2

I am looking for an example to create a functional style processor using spring cloud stream kafka binder (without Kafka Streams) that can consume a batch of n messages from one topic and publish m messages to another topic (m < n). I have tried the following:

public Function<List<IncomingEvent>, List<Message<OutgoingEvent>>> aggregate() {
    return ((batch) -> {
        Map<Key, List<IncomingEvent>> resultsMap = batch.stream()
            .collect(Collectors.groupingBy(result -> IncomingEvent::key));
        List<Message<OutgoingEvent>> aggregationResults = new ArrayList<>();
        for (Map.Entry<Key,List<IncomingEvent>> resultGroup : resultsMap.entrySet()) {
            OutgoingEvent outgoingEvent = this.getOutgoingEvent(resultGroup.getKey(), resultGroup.getValue());
            aggregationResults.add(
                MessageBuilder.withPayload(outgoingEvent)
                .setHeader(KafkaHeaders.MESSAGE_KEY, outgoingEvent.getKey())
                .build() 
            );
        }
        return aggregationResults;
    });
}

However, this produces a single event with an array of messages. I tried changing the return type of the function from List<Message> to Flux<Message> and then returning Flux.fromIterable(aggregationResults), and that seems to be publishing multiple messages, but the messages seem to be serialized instances of Flux with properties of scanAvailable and prefetch rather than the actual Message. I could not find any example of achieving this on the web. Would be very helpful to see such an example.

1 Answers1

1

I don't think that's supported; use Consumer<List<IncomingEvent>> and use the StreamBridge to publish the outbound messages.

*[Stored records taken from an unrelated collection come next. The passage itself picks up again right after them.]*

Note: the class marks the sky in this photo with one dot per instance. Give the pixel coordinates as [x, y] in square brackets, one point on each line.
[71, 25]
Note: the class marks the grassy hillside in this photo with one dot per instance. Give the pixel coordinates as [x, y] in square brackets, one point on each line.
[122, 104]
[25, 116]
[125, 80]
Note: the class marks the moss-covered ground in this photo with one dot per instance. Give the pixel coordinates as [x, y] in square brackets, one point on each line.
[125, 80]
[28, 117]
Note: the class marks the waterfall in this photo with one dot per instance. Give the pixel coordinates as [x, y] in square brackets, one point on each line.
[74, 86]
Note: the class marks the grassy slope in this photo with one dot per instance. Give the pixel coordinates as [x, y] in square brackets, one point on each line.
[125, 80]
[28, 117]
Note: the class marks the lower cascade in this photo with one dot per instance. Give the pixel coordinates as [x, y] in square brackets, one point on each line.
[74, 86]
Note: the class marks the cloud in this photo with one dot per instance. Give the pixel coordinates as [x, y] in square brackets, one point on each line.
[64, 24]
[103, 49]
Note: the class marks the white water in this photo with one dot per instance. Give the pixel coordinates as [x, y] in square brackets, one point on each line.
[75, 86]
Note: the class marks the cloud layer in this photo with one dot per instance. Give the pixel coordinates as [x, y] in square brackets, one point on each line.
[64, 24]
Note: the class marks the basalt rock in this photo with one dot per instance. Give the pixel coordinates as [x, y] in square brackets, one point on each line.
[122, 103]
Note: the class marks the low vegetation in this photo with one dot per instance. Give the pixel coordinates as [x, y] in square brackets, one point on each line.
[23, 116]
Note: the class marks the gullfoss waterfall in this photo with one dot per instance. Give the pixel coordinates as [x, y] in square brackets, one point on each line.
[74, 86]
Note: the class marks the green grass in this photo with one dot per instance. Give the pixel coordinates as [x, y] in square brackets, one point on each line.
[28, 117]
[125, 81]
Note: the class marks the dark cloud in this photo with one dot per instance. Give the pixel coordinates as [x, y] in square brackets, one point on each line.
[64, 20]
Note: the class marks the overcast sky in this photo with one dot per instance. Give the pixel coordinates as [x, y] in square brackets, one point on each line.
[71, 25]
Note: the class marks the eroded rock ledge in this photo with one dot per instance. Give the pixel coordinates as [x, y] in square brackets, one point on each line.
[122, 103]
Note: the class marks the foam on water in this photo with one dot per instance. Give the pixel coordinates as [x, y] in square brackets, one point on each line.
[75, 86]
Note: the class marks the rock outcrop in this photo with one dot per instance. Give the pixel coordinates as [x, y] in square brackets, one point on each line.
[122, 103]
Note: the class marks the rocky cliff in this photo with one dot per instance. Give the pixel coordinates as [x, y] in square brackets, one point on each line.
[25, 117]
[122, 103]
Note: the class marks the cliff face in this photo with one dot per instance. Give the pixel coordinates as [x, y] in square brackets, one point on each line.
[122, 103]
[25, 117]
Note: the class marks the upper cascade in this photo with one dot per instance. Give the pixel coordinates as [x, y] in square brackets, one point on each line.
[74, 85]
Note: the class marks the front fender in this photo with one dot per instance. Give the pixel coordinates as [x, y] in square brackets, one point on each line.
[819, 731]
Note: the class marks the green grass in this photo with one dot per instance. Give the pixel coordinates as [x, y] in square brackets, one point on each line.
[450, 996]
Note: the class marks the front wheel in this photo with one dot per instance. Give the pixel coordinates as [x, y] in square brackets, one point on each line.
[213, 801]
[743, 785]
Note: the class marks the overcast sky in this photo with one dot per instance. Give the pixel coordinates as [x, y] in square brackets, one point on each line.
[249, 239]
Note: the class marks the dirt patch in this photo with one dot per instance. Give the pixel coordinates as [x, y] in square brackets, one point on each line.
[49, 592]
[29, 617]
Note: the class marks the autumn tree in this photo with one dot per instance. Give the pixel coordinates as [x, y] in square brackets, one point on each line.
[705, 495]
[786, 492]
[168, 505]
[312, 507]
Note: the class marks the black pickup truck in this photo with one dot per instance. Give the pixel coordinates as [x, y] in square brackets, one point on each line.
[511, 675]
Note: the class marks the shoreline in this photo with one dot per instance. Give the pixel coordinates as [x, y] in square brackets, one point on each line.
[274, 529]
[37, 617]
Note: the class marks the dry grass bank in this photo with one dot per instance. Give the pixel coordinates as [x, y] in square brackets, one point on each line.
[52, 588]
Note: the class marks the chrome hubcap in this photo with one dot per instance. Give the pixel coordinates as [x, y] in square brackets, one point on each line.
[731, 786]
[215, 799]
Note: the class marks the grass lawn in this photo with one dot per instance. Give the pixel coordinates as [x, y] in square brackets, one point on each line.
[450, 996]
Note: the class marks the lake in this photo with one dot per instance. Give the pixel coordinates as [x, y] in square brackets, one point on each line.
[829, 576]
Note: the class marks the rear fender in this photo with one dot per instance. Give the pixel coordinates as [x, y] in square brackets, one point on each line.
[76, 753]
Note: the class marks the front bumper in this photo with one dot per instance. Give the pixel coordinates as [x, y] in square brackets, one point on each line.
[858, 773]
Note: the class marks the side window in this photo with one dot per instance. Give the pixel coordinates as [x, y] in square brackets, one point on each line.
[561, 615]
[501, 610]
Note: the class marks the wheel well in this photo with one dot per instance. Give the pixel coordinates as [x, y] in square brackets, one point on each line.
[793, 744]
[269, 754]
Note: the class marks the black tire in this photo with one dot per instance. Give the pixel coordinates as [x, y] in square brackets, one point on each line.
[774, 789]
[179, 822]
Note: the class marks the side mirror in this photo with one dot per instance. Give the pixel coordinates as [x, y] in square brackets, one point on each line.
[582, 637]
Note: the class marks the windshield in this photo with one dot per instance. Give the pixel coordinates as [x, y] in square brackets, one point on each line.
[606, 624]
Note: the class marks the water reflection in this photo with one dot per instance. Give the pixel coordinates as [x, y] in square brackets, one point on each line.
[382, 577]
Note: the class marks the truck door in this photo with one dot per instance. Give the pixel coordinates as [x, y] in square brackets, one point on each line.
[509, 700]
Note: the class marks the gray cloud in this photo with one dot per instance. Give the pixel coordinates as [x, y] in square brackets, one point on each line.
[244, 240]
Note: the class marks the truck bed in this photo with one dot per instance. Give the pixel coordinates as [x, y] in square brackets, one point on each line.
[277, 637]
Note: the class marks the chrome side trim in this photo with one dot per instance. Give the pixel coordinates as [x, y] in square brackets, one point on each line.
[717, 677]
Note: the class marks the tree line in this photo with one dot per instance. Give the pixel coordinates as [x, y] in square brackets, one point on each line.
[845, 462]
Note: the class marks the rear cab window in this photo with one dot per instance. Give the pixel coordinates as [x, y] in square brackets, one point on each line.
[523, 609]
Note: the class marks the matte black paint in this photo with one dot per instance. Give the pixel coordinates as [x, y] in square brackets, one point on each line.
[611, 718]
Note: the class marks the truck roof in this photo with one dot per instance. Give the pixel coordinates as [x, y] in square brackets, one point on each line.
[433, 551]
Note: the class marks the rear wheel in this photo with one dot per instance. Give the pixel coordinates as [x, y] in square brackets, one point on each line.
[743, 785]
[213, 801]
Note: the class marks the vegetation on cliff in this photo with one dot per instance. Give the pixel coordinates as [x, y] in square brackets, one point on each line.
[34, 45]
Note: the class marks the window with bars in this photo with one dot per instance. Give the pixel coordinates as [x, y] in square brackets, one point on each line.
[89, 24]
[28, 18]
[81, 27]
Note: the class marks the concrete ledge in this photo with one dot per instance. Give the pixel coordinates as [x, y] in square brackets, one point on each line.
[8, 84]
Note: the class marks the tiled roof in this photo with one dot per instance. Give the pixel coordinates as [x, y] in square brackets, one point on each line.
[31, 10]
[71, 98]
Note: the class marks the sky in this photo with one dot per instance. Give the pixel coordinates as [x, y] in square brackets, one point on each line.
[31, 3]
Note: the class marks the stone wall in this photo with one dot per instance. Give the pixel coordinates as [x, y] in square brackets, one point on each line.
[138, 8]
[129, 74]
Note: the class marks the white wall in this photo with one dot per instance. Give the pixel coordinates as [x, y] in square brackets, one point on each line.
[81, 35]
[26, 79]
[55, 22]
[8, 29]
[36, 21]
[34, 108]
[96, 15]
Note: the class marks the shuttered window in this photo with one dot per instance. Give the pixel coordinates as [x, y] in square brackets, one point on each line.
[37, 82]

https://docs.spring.io/spring-cloud-stream/docs/3.1.2/reference/html/spring-cloud-stream.html#_sending_arbitrary_data_to_an_output_e_g_foreign_event_driven_sources

EDIT

It seems I was wrong; see https://github.com/spring-cloud/spring-cloud-stream/issues/2143

This is a documentation request. The cloud stream framework supports an undocumented feature to publish a batch of messages using a method signature like public Function<Whatever, List<Message<POJO>>> myMethod(). This results in each message in the list being published individually by the binder.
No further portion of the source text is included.